Peace has been officially announced. Among the officers I have seen, opinions vary, but the men are delighted. They are tearing the telegrams from each other.
September 7th.
I arrived at Gonchuling yesterday. Gonchuling is now what Mukden used to be before the battle of Mukden was fought. It consists of dozens and dozens of small grey brick houses, with slate roofs, on one side of the line, and on the other side of the line is a small Chinese town. The Military Attachés are here in their car. I am living with the Press Censors. People talk about peace as if it was not yet a fact. An officer, whose wife I met in the train coming out, has been sent to fortify positions. Kouropatkin’s army is said to have received orders to advance. People express doubts as to whether the peace will be ratified, and there is talk of a revolution in Japan.
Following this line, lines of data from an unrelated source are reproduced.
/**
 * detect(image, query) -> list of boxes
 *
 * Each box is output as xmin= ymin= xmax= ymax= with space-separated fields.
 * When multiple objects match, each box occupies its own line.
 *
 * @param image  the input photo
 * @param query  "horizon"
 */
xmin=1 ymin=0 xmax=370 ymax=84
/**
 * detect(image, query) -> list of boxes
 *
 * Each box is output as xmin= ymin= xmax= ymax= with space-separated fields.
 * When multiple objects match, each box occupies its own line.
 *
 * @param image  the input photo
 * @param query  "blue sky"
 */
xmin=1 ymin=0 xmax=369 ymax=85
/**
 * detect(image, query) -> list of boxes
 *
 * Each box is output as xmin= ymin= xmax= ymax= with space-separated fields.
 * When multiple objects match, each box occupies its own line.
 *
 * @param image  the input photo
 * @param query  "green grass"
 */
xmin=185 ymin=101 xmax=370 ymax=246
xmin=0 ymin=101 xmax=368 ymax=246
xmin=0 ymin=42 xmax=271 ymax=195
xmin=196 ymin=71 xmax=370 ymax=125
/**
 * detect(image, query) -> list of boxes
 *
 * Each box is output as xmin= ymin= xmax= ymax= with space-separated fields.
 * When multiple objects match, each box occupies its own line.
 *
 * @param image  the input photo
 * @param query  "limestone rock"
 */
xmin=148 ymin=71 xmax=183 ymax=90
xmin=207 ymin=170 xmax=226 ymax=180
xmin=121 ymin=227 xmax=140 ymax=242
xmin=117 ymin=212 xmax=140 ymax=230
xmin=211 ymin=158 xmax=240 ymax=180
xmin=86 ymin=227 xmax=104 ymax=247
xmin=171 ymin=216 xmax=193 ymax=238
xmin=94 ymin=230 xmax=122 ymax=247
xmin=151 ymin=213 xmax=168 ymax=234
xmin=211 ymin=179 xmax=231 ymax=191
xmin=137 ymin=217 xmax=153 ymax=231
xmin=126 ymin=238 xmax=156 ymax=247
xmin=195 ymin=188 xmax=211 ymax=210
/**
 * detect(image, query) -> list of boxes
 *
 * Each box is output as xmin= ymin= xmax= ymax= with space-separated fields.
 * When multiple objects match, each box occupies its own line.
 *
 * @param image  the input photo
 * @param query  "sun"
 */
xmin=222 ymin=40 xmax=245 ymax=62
I have the intention of joining the 2nd Transbaikal Cossack battery, with which I lived last year. I have telegraphed to them to send horses to meet me at Godziadan, the Head Quarters of the Staff.
September 10th.
I have arrived at Godziadan. In the station is the train of the Commander-in-Chief. There is also a correspondents’ car, where I have been put up and hospitably entertained by Boris Nikolaievitch Demchinsky, correspondent of a Russian newspaper. The news has come of the first pour-parlers which are to take place between the Russian and Japanese Commanders-in-Chief.
CHAPTER II
JEN-TZEN-TUNG
September 13th.
I arrived at the quarters of the battery this morning. It is quartered in a village near the large Chinese town of Jen-tzen-tung on the Mongolian frontier. I started from Godziadan at eight o’clock in the morning on the 11th, when I found two Cossacks waiting for me, with a third pony for me to ride, saddled with my own English saddle, which I had left behind me last year. As we started one of the Cossacks said: “You must be careful with that pony, he throws himself.” I wondered what this meant; whether the pony ran away, or bit, or kicked, or stumbled, or bucked, or fell, my experience of Chinese ponies being that they do all these things. I was not long in finding out; it meant that the pony took a sort of dive forward every now and then, tearing the skin off one’s fingers in the effort to hold it up.
After we had ridden for about two hours, one of the Cossacks asked the other if he knew the way. The other answered that he did not. The first one told him he was a fool. “But,” I interrupted, “as you have just come from Jen-tzen-tung, surely you know the way back.”